Tight end Jimmy Graham and strong safety Kam Chancellor are two such players. John Clayton’s most recent columns have delved into their respective situations. He thinks the Seahawks would be foolish to part ways with Graham and his $10 million cap charge for 2017 and that Seattle may want to let Chancellor play out the final year of his deal at $8.125 million instead of giving him an extension.
Wide receiver Jermaine Kearse is another player that fits into that category, albeit at a lower pay grade.
He’s one year into a three-year, $13.5 million contract and is scheduled to count $4.033 million against Seattle’s salary cap next season. That’s by no means an exorbitant amount for a No. 2 receiver. In fact, that 2017 cap charge ranks 37th among NFL wide receivers, according to contract data from the website Spotrac.com.
Then again, Kearse’s down season in 2016 raises the question of whether or not he is/will be a No. 2 receiver for the Seahawks going forward. His production dipped across the board from his career year in 2015, with his receptions dropping from 49 to 41, his yards from 685 to 511 and his touchdowns from five to one. And his targets went up considerably, from 68 to 90, which means Kearse, for whatever reason, produced less last season despite more opportunities. He was also flagged six times for offensive pass interference.
That led to Kearse being supplanted in the starting lineup late in the year before reclaiming the No. 2 spot when Tyler Lockett broke his leg.
And so a common assumption has been that the Seahawks will move on from Kearse this offseason, but it’s not that simple. The financial benefit may not be great enough to warrant it.
The Seahawks could save at most $2.2 million against the 2017 cap by releasing him. They would have to do so either after June 1 or with what’s called a post-June 1 designation, which would defer to next offseason half of the $3.67 million in dead money from his signing bonus. Otherwise, the entire balance of that remaining bonus proration would count against the 2017 cap if the Seahawks were to release him, and they’d only save $367,000.
So one possibility is that the Seahawks wait to make a decision. They could evaluate their receiver corps after free agency and the draft, let Kearse compete for a spot in training camp and take the $2.2 million in savings if they decide to cut him.
Or they could keep him. That may actually make the most sense.
For one thing, his $4.033 million cap charge, while high for a sub-No. 2 receiver, isn’t prohibitive.

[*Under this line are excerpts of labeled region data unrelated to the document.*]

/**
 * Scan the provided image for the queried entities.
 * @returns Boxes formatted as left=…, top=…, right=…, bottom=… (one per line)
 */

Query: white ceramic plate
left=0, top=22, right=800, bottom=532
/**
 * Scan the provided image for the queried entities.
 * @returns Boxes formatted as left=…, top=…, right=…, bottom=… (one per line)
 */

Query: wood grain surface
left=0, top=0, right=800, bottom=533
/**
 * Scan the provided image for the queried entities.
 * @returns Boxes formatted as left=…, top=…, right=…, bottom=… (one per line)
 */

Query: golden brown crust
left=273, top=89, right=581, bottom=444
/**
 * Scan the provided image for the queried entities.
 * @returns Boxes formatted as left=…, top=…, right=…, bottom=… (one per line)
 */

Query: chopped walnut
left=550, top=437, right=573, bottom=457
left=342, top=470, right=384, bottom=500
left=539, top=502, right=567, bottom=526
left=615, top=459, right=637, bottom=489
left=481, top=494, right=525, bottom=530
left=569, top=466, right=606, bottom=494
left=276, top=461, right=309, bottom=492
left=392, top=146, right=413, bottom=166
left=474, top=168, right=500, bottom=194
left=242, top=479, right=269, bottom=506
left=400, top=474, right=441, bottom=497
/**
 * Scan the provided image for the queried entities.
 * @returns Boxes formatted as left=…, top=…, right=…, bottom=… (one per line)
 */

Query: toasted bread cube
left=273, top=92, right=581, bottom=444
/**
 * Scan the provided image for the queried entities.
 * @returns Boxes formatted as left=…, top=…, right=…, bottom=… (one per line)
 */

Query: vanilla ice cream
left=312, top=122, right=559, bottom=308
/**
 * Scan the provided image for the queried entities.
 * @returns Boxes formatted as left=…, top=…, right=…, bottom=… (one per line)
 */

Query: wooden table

Nor is the $2.2 million that Seattle could save by releasing him all that substantial for a team whose salary cap is in relatively good shape.
The other part of the equation is Seattle’s receiver corps, which, as it stands now, could at the very least still use Kearse and may end up needing him. Lockett will be coming off a broken leg, and while coach Pete Carroll has said he should be ready by the start of next season, there are never any guarantees with injuries that serious. As great as Paul Richardson looked late in the season, he’s had trouble staying healthy. Tanner McEvoy showed potential while playing sparingly as a rookie, but he and the other options behind Doug Baldwin – Kasen Williams and Kenny Lawler, to name two – are young and unproven.
Seems like the Seahawks could have some use for Kearse, even if it’s no longer in a starting role. He still has the trust of quarterback Russell Wilson, he’s a willing and able blocker, he can play special teams and, for what it’s worth, he’s made some of the biggest catches in franchise history.
I could see it going either way, but my guess is that Seattle gives Kearse another shot and hopes for a bounce-back season. It could make the most sense given the financial particulars and the state of Seattle’s receiver corps.